И вот, поглядев на Варвару, которая закончила грызть огурчик, хозяйка спросила:

– Теперь расскажи мне, девочка, что ты хочешь узнать, о чём спрашиваешь?

– Я хочу узнать, – зашептала Варвара с опаской, – как достать от Бога, что мне надо.

– Ах, дитя-несмышлёныш, – вздохнула старушка, – не так надо бы сказать. Сказать надо бы – как получить от Господа милость, по горячей, неустанной молитве и с верой о том.

– Чтоб получить, – подчеркнула Варвара.

– В молитвенном прошении главное, чего человек просит у Бога, – наставляла старушка. Она любила «духовные» разговоры и по многим церковным вопросам считала себя специалистом. – Глаза болят – молиться надо святому Пантелеймону, в летнюю засуху Илья-пророк посылает дожди, в хозяйстве корова или что другое потеряется – Иван-воин великий помощник, стоит на страже, небесный часовой. О счастливой семейной жизни, – тут она остановилась и горько-горько вздохнула, – начинать надо со святого Иосифа-обручника, пока ещё невестишься, а как семейное горе начнётся, тут святые помощники идут уже парами: Иоаким и Анна, Ксенофонт и Мария, Андриац и Наталия. Добрых вестей ожидаешь – приносит их вестник архангел Гавриил. Гонение неправедное терпишь – молись святителю Николаю. Вот это святой так святой! Недаром назван «Скорая помощь». Попросишь – получишь.

– А долго надо просить? – задохнулась Варвара.

– Ни-ни, случается, и рот не успеешь закрыть, попросивши, – получай, исполнено.

– О! – Варвара вздрогнула и спрыгнула со ступеньки, готовая бежать и использовать полученное знание.

– Стой! Стой, девочка! – старуха схватила её за подол. – Куда ты? – В голосе и взгляде её появилось подозрение. – Что за дело у тебя такое спешное? Сядь вот тут и расскажи.

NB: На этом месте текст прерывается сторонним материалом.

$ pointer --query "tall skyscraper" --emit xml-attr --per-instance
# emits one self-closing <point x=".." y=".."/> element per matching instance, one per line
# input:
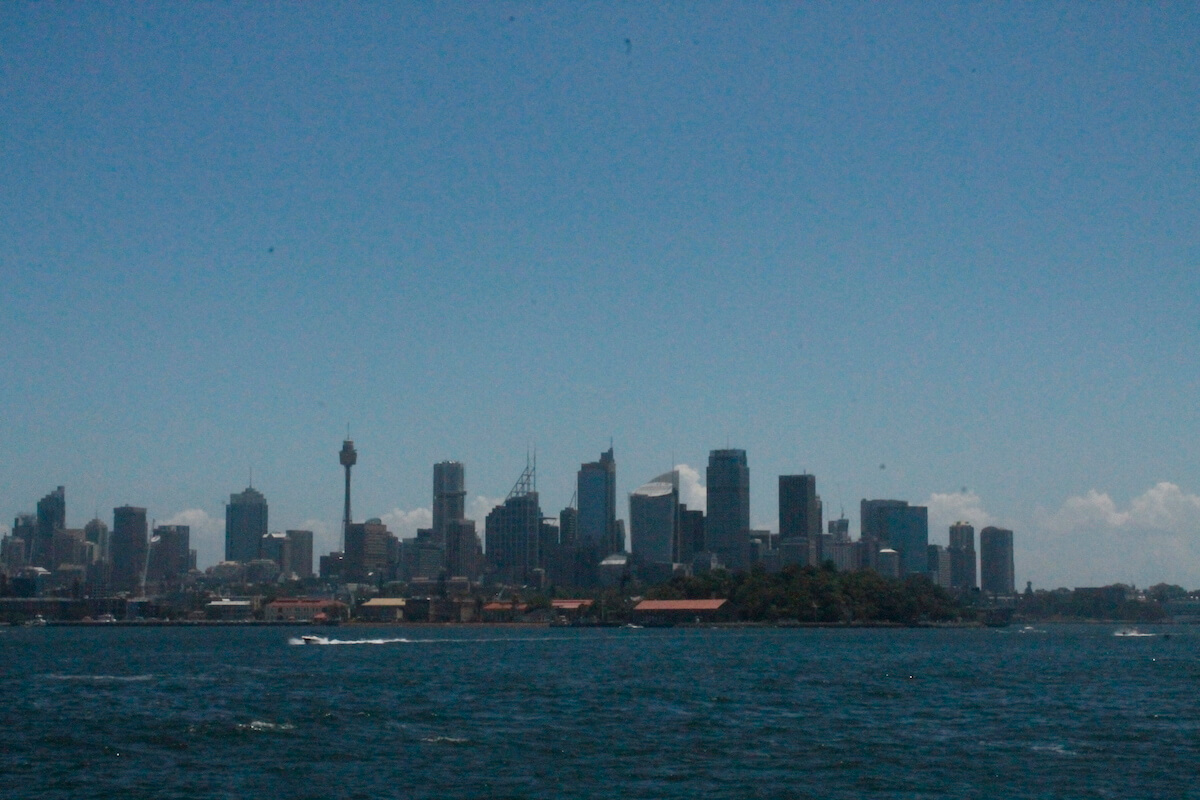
<point x="799" y="507"/>
<point x="597" y="488"/>
<point x="996" y="572"/>
<point x="514" y="533"/>
<point x="298" y="554"/>
<point x="906" y="531"/>
<point x="654" y="519"/>
<point x="963" y="555"/>
<point x="348" y="457"/>
<point x="727" y="525"/>
<point x="245" y="524"/>
<point x="130" y="543"/>
<point x="462" y="551"/>
<point x="169" y="553"/>
<point x="366" y="551"/>
<point x="52" y="517"/>
<point x="96" y="533"/>
<point x="449" y="497"/>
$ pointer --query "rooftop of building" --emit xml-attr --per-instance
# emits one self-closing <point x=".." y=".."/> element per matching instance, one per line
<point x="679" y="605"/>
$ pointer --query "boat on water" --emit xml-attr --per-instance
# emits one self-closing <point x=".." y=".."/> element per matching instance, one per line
<point x="1131" y="632"/>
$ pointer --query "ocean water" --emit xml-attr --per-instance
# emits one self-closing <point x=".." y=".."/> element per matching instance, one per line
<point x="1059" y="711"/>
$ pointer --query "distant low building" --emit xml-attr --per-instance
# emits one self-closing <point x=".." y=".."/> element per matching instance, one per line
<point x="304" y="609"/>
<point x="675" y="612"/>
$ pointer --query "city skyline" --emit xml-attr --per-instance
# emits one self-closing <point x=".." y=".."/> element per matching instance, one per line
<point x="942" y="254"/>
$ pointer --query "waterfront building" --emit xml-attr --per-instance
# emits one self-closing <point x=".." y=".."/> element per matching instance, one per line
<point x="996" y="573"/>
<point x="245" y="524"/>
<point x="654" y="521"/>
<point x="727" y="524"/>
<point x="130" y="546"/>
<point x="963" y="557"/>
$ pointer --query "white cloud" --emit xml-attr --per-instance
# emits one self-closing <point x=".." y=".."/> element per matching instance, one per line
<point x="205" y="534"/>
<point x="1095" y="541"/>
<point x="691" y="492"/>
<point x="947" y="509"/>
<point x="479" y="506"/>
<point x="325" y="537"/>
<point x="405" y="523"/>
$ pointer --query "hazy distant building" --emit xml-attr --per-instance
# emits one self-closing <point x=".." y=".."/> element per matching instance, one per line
<point x="130" y="546"/>
<point x="245" y="524"/>
<point x="514" y="543"/>
<point x="799" y="506"/>
<point x="691" y="534"/>
<point x="906" y="530"/>
<point x="298" y="554"/>
<point x="727" y="524"/>
<point x="171" y="555"/>
<point x="292" y="551"/>
<point x="449" y="495"/>
<point x="462" y="549"/>
<point x="939" y="565"/>
<point x="996" y="561"/>
<point x="24" y="528"/>
<point x="96" y="533"/>
<point x="52" y="516"/>
<point x="963" y="557"/>
<point x="569" y="527"/>
<point x="366" y="551"/>
<point x="654" y="521"/>
<point x="597" y="495"/>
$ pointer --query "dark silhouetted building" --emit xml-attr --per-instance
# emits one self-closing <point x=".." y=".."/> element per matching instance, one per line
<point x="906" y="531"/>
<point x="245" y="524"/>
<point x="449" y="495"/>
<point x="996" y="561"/>
<point x="514" y="536"/>
<point x="963" y="557"/>
<point x="366" y="551"/>
<point x="654" y="521"/>
<point x="297" y="554"/>
<point x="727" y="525"/>
<point x="52" y="516"/>
<point x="597" y="494"/>
<point x="130" y="546"/>
<point x="799" y="506"/>
<point x="171" y="555"/>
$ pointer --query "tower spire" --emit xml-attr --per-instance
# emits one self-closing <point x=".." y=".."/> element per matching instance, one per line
<point x="347" y="457"/>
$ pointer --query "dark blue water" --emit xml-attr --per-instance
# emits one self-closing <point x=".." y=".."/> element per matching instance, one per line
<point x="534" y="713"/>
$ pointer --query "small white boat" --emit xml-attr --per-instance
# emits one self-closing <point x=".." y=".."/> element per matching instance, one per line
<point x="1131" y="632"/>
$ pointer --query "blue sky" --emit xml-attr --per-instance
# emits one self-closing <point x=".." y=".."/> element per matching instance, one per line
<point x="940" y="252"/>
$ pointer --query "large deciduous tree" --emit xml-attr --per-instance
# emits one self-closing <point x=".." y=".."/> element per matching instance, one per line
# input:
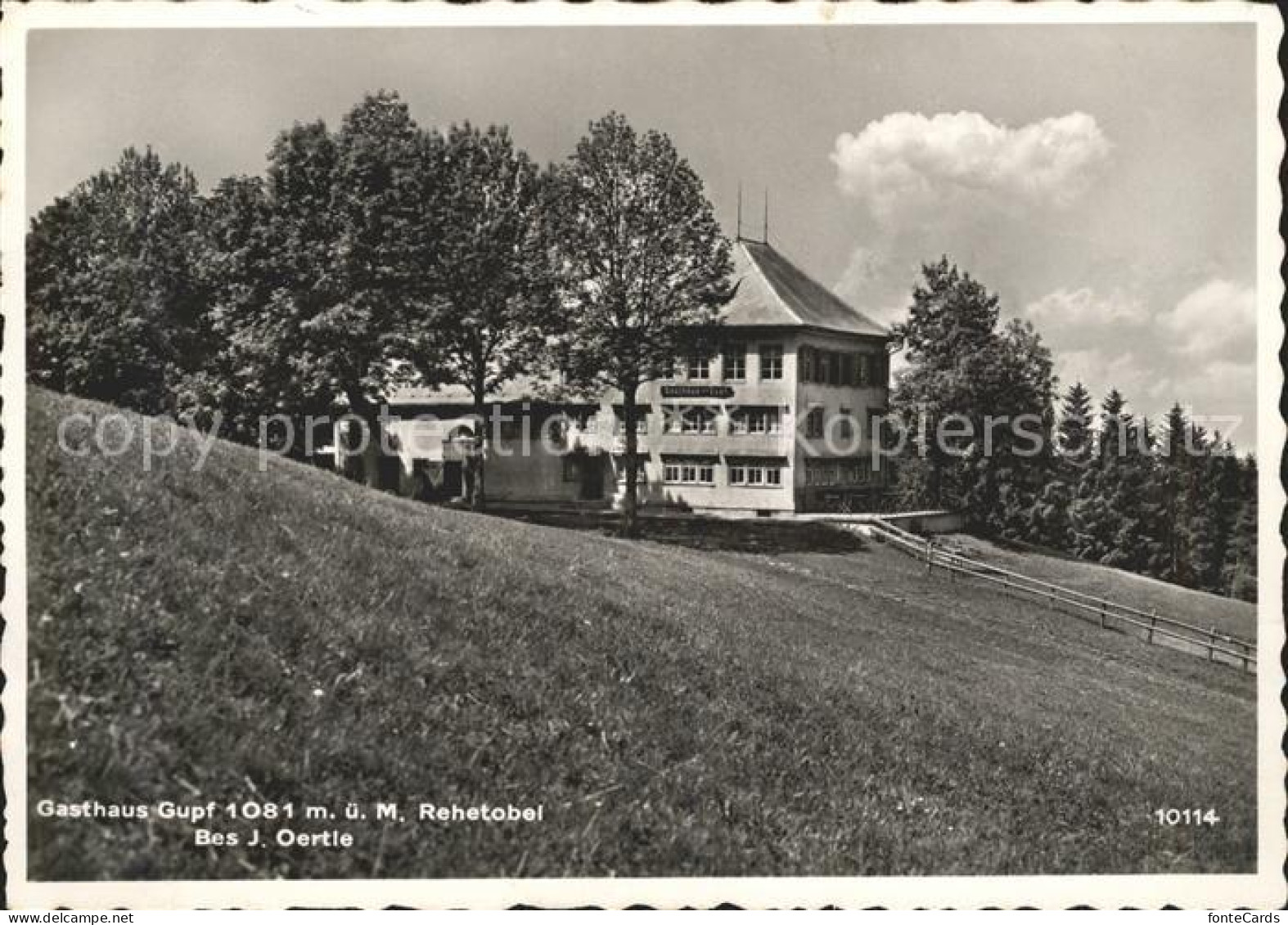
<point x="961" y="372"/>
<point x="115" y="308"/>
<point x="489" y="318"/>
<point x="323" y="267"/>
<point x="639" y="263"/>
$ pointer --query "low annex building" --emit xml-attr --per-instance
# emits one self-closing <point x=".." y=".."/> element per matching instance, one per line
<point x="778" y="421"/>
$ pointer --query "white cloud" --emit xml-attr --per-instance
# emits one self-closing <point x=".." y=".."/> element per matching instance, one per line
<point x="1215" y="322"/>
<point x="1200" y="352"/>
<point x="1081" y="317"/>
<point x="907" y="161"/>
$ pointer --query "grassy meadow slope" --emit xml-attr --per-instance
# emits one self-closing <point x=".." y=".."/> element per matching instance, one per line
<point x="229" y="635"/>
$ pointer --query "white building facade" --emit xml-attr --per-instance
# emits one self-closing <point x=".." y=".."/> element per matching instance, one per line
<point x="781" y="419"/>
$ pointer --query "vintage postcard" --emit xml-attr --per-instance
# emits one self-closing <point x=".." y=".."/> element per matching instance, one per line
<point x="816" y="455"/>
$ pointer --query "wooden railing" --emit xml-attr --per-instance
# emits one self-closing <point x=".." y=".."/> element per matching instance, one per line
<point x="1110" y="614"/>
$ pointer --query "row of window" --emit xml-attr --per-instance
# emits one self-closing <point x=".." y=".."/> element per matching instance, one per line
<point x="817" y="366"/>
<point x="837" y="368"/>
<point x="755" y="474"/>
<point x="742" y="474"/>
<point x="764" y="421"/>
<point x="733" y="364"/>
<point x="825" y="473"/>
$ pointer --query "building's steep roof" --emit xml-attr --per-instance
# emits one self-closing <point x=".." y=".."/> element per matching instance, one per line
<point x="772" y="291"/>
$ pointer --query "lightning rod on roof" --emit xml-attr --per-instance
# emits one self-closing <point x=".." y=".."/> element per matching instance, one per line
<point x="738" y="236"/>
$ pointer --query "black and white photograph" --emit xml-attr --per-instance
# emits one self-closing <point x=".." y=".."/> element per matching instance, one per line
<point x="677" y="455"/>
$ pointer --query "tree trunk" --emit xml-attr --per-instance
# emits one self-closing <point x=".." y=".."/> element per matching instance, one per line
<point x="370" y="469"/>
<point x="630" y="525"/>
<point x="478" y="500"/>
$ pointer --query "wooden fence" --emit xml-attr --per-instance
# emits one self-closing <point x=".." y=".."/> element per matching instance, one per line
<point x="1110" y="614"/>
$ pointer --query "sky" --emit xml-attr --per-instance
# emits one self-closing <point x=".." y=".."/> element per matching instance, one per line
<point x="1099" y="179"/>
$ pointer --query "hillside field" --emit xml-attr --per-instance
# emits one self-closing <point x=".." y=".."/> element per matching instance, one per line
<point x="229" y="635"/>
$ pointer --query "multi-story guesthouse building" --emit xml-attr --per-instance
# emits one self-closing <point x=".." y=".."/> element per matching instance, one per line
<point x="778" y="420"/>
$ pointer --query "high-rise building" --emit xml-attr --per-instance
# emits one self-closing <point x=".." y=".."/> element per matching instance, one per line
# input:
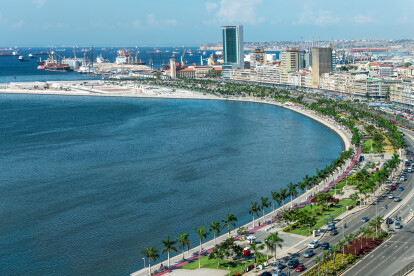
<point x="321" y="63"/>
<point x="173" y="68"/>
<point x="233" y="49"/>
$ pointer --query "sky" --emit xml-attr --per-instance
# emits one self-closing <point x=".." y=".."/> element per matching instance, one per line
<point x="194" y="22"/>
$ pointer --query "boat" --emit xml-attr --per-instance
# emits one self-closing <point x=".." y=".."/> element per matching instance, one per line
<point x="22" y="59"/>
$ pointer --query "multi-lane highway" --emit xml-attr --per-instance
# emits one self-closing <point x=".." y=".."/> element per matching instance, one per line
<point x="397" y="249"/>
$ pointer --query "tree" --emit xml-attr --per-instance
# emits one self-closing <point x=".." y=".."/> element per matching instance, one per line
<point x="292" y="192"/>
<point x="276" y="198"/>
<point x="202" y="235"/>
<point x="152" y="254"/>
<point x="229" y="220"/>
<point x="263" y="204"/>
<point x="215" y="228"/>
<point x="168" y="246"/>
<point x="253" y="210"/>
<point x="283" y="195"/>
<point x="276" y="242"/>
<point x="183" y="241"/>
<point x="256" y="250"/>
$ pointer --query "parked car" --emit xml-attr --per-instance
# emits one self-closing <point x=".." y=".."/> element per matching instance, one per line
<point x="300" y="268"/>
<point x="325" y="245"/>
<point x="308" y="253"/>
<point x="397" y="225"/>
<point x="278" y="266"/>
<point x="293" y="263"/>
<point x="331" y="226"/>
<point x="313" y="244"/>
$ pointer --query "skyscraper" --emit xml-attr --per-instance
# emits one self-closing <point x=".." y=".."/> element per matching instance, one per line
<point x="233" y="49"/>
<point x="321" y="63"/>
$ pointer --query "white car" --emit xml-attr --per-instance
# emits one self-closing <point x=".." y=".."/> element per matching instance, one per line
<point x="313" y="244"/>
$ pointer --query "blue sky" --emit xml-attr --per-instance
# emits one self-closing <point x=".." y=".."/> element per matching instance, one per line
<point x="193" y="22"/>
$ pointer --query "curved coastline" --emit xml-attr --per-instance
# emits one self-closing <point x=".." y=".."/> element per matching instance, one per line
<point x="339" y="131"/>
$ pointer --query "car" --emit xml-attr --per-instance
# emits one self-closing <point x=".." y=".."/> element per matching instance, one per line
<point x="313" y="244"/>
<point x="334" y="232"/>
<point x="279" y="273"/>
<point x="397" y="225"/>
<point x="308" y="253"/>
<point x="293" y="263"/>
<point x="278" y="266"/>
<point x="300" y="268"/>
<point x="325" y="245"/>
<point x="331" y="226"/>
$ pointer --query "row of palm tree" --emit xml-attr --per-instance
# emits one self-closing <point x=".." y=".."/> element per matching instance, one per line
<point x="169" y="245"/>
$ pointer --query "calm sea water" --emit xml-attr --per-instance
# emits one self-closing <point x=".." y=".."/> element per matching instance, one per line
<point x="86" y="183"/>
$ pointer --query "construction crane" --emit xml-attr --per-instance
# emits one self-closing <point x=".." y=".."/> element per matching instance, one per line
<point x="182" y="58"/>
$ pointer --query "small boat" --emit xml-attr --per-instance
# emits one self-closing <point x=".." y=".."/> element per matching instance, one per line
<point x="22" y="59"/>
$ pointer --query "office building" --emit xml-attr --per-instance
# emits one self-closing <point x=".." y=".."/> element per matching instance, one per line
<point x="321" y="63"/>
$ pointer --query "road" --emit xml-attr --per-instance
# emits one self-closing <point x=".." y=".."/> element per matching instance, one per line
<point x="397" y="251"/>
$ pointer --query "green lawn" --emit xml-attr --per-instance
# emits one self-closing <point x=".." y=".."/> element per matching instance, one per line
<point x="335" y="210"/>
<point x="237" y="266"/>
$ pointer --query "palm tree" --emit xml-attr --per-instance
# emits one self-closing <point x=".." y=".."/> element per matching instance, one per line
<point x="152" y="254"/>
<point x="229" y="220"/>
<point x="168" y="246"/>
<point x="283" y="195"/>
<point x="202" y="235"/>
<point x="276" y="198"/>
<point x="183" y="241"/>
<point x="276" y="242"/>
<point x="256" y="250"/>
<point x="292" y="192"/>
<point x="317" y="260"/>
<point x="263" y="204"/>
<point x="253" y="210"/>
<point x="215" y="228"/>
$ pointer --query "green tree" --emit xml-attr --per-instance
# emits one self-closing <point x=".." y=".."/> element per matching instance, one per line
<point x="168" y="246"/>
<point x="202" y="235"/>
<point x="151" y="253"/>
<point x="215" y="228"/>
<point x="183" y="241"/>
<point x="264" y="203"/>
<point x="253" y="210"/>
<point x="229" y="220"/>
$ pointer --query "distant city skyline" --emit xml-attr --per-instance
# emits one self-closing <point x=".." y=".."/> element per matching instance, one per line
<point x="192" y="23"/>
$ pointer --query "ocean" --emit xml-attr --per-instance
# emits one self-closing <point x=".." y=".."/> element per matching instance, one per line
<point x="88" y="182"/>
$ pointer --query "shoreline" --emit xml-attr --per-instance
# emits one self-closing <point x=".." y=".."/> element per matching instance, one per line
<point x="185" y="94"/>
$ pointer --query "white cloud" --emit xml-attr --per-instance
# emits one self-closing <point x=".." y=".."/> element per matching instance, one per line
<point x="210" y="6"/>
<point x="18" y="24"/>
<point x="363" y="19"/>
<point x="319" y="18"/>
<point x="39" y="3"/>
<point x="235" y="12"/>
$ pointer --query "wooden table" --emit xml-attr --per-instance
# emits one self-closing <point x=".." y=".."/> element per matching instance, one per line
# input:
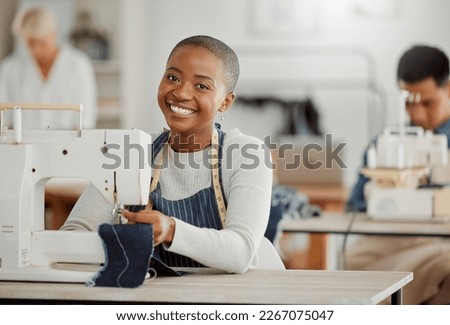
<point x="259" y="287"/>
<point x="335" y="223"/>
<point x="330" y="198"/>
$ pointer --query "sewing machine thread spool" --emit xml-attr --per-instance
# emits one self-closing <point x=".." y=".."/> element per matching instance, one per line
<point x="17" y="124"/>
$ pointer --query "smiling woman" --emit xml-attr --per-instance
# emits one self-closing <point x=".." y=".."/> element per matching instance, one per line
<point x="203" y="214"/>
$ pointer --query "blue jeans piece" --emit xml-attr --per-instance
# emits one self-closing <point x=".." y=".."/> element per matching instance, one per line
<point x="128" y="250"/>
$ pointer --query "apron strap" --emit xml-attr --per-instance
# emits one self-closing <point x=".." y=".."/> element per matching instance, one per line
<point x="214" y="174"/>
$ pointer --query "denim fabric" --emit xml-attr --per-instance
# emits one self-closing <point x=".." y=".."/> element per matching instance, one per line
<point x="128" y="250"/>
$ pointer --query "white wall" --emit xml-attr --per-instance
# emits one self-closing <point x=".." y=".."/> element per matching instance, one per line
<point x="146" y="31"/>
<point x="339" y="26"/>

– Я хочу… – Варвара нагнулась к самому уху старушки и зашептала в него: – Я хочу учиться в школе.

– Вот как!

– И я хочу… – Девочка ещё раз оглянулась кругом, в опасении, не подслушивает ли кто, и ещё тише зашептала в ухо: – Я хочу учиться в самой хорошей школе – в гимназии.

– В гимназии? – удивилась старушка. – Не много ли ты, девочка, хочешь?! Надо знать христианскую меру в желаниях. Соблюдай уничижение, и «желание твое да будет смиренно». А ты – в гимназию! Просить у Бога надо осторожно. Иной безумец просит, чтоб у соседа случилось несчастье, – глядь, у самого случился пожар или подохла корова. Совершенно исключается исполнение для тщеславия: кончится худо, если получишь. Удовольствий грешно просить, они расслабляют душу. И для жадности, для гордости, для зависти грешно просить. Мало о чём допускается просить христианину: пищу – хлеб да воду, крышу над головою, одежду – покрыть нагое тело, да безболезненную кончину живота.

– А гимназию?

– Рассмотри своё желание, девочка! Учиться – это ещё ничего: церковь учения не возбраняет. Были среди угодивших Богу и учёные. Но не соблазн ли гимназия? Есть начальные школы для простых детей. Не от гордости ли ты просишь? не от зависти ли, жадности или тщеславия? Зачем тебе гимназия?